4 Reconciliation of movements in shareholders' funds
2005 2004
£000 £000
Group
Profit for the year attributable to shareholders 152,763 143,835
Dividends (37,137) (29,864)
_______ _______
115,626 113,971
Exchange loss - (14)
Outstanding liabilities in relation to share awards 982 2,974
Movement in investment in own shares held by Employee Share Ownership Plans (15) (815)
Arising on exercise of options 4,540 2,783
Payments to the QUEST - (956)
_______ _______
Net addition to shareholders' funds 121,133 117,943
Total shareholders' funds at 1 August 2004 675,051 557,108
_______ _______
Total shareholders' funds at 31 July 2005 796,184 675,051
===== =====
Equity shareholders' funds at 31 July 2005 776,184 655,051
Non-equity shareholders' funds at 31 July 2005 20,000 20,000
_______ _______
796,184 675,051
===== =====
5 Analysis of net borrowings
At 1 August Cash At 31 July
2004 flows 2005
£000 £000 £000
Cash at bank and in hand 111,942 (45,501) 66,441
Bank loans due within one year (15,000) 13,000 (2,000)
Bank loans due after more than one year (160,000) (76,000) (236,000)
_______ _______ _______
Totals (63,058) (108,501) (171,559)
===== ===== =====
6. International Financial Reporting Standards (IFRS)
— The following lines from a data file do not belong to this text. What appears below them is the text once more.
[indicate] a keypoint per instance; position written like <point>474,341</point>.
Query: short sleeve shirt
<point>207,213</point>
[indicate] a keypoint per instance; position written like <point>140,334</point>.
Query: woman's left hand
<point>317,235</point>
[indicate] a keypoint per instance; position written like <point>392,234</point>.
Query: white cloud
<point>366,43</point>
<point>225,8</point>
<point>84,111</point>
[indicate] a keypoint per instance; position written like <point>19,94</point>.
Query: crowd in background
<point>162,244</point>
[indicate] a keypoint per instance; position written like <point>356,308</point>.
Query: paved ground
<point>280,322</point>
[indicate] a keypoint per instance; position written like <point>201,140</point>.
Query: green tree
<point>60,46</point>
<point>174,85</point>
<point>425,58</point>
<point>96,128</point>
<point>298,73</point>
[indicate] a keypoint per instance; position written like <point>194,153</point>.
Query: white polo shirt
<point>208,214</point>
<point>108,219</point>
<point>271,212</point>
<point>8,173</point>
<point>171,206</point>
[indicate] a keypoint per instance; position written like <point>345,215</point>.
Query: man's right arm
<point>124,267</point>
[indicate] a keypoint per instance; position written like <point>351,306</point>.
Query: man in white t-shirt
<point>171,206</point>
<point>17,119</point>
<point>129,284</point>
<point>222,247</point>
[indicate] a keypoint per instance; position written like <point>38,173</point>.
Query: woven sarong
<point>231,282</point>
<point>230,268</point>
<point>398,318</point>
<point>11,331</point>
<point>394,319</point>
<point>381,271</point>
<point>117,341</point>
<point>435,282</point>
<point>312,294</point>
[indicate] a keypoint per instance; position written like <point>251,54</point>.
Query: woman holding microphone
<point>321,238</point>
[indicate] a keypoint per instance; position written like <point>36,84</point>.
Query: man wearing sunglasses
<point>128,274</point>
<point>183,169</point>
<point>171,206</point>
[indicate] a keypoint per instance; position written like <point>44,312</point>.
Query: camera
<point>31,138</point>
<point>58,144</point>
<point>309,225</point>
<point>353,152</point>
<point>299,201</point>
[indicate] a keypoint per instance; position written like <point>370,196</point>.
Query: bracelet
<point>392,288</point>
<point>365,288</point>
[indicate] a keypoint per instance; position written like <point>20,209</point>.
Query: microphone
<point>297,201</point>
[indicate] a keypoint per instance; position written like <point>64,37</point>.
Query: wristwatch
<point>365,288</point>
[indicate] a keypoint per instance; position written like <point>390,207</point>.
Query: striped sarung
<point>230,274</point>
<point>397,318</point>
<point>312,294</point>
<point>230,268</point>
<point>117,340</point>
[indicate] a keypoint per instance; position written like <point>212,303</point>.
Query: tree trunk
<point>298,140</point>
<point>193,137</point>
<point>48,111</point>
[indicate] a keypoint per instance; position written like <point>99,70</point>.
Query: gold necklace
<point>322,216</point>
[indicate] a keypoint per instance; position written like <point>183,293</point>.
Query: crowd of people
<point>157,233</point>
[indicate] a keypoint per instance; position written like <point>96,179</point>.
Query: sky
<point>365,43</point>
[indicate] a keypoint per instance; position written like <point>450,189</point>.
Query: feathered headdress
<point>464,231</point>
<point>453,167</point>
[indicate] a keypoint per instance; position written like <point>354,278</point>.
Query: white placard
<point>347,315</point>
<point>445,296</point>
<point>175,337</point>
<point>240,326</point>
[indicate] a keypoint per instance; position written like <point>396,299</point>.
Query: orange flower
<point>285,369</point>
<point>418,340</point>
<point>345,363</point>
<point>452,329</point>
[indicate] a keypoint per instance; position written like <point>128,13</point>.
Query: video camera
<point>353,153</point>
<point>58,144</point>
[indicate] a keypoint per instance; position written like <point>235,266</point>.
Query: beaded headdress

The Group must comply with IFRS from 1 August 2005 and is currently
assessing the impact on relevant earlier periods in preparation for
reporting, under IFRS, on the 2006 interim results. The Group considers that
the main areas which will be affected by the adoption of IFRS are :
Share-based payments - IFRS 2 (Share-based Payment) requires that the fair
value of options are calculated and expensed to the profit and loss account.
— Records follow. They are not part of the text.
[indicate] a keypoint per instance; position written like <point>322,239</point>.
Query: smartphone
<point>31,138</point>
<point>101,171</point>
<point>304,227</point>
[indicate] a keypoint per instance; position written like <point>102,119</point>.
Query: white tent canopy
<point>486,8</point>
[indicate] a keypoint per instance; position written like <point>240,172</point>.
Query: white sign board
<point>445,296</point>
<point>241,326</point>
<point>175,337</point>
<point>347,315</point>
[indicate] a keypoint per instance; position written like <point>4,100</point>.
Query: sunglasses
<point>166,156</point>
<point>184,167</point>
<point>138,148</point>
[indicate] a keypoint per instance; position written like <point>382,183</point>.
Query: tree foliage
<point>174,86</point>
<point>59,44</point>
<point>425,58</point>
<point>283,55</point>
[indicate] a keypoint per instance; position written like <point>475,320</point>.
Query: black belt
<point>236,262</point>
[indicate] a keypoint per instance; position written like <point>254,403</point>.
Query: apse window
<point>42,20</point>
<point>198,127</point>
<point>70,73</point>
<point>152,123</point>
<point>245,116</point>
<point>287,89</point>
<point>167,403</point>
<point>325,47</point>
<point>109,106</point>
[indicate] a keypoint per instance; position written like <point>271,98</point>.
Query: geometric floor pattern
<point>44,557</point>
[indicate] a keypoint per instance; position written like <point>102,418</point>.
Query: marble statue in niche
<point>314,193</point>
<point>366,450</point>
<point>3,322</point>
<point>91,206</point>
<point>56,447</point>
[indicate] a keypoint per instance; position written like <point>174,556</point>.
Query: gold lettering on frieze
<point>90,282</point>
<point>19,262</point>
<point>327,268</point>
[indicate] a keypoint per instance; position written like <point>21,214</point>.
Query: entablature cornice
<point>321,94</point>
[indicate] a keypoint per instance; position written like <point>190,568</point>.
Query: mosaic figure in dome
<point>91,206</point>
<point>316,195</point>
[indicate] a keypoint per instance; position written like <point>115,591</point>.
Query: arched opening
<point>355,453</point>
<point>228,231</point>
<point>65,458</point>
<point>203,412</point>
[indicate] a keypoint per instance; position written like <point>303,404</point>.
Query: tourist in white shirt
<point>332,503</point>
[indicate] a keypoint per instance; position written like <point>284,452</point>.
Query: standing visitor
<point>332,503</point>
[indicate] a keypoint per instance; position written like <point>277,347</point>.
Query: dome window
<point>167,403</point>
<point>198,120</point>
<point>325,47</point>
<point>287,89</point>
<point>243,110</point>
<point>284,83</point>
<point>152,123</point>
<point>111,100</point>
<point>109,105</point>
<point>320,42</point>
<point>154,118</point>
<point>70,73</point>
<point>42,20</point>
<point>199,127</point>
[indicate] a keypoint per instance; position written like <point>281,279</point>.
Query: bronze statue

Pensions - IAS 19 (Employee Benefits) requires that the net deficit or
surplus for the Group's defined benefit pension scheme be established on the
basis of market values. This net deficit or surplus is to be included within
the Group's balance sheet.
Land creditors - IAS 2 (Inventories) requires that, for deferred payments in
relation to land, the creditor should be discounted to net present value.
The difference between this value and the total creditor is charged to the
profit and loss account, as notional interest, over the deferral period.
Dividends - IAS 10 (Events After the Balance Sheet Date) requires a dividend
should only be recorded as a liability if it is declared before the balance
sheet date. Bellway's interim and final dividends are declared after their
respective balance sheet dates and so no liability for dividends will be
shown.
An assessment of the impact of IFRS, as well as a restatement of the
position at January and July 2005, will be issued ahead of the interim
announcement in April 2006.
7. The financial information set out above does not constitute the company's
statutory accounts for the years ended 31 July 2004 or 2005 but is derived
from those accounts. Statutory accounts for 2004 have been delivered to the
registrar of companies and those for 2005 will be delivered following the
company's annual general meeting. The auditors have reported on those
accounts; their reports were unqualified and did not contain statements
under section 237(2) or (3) of the Companies Act 1985.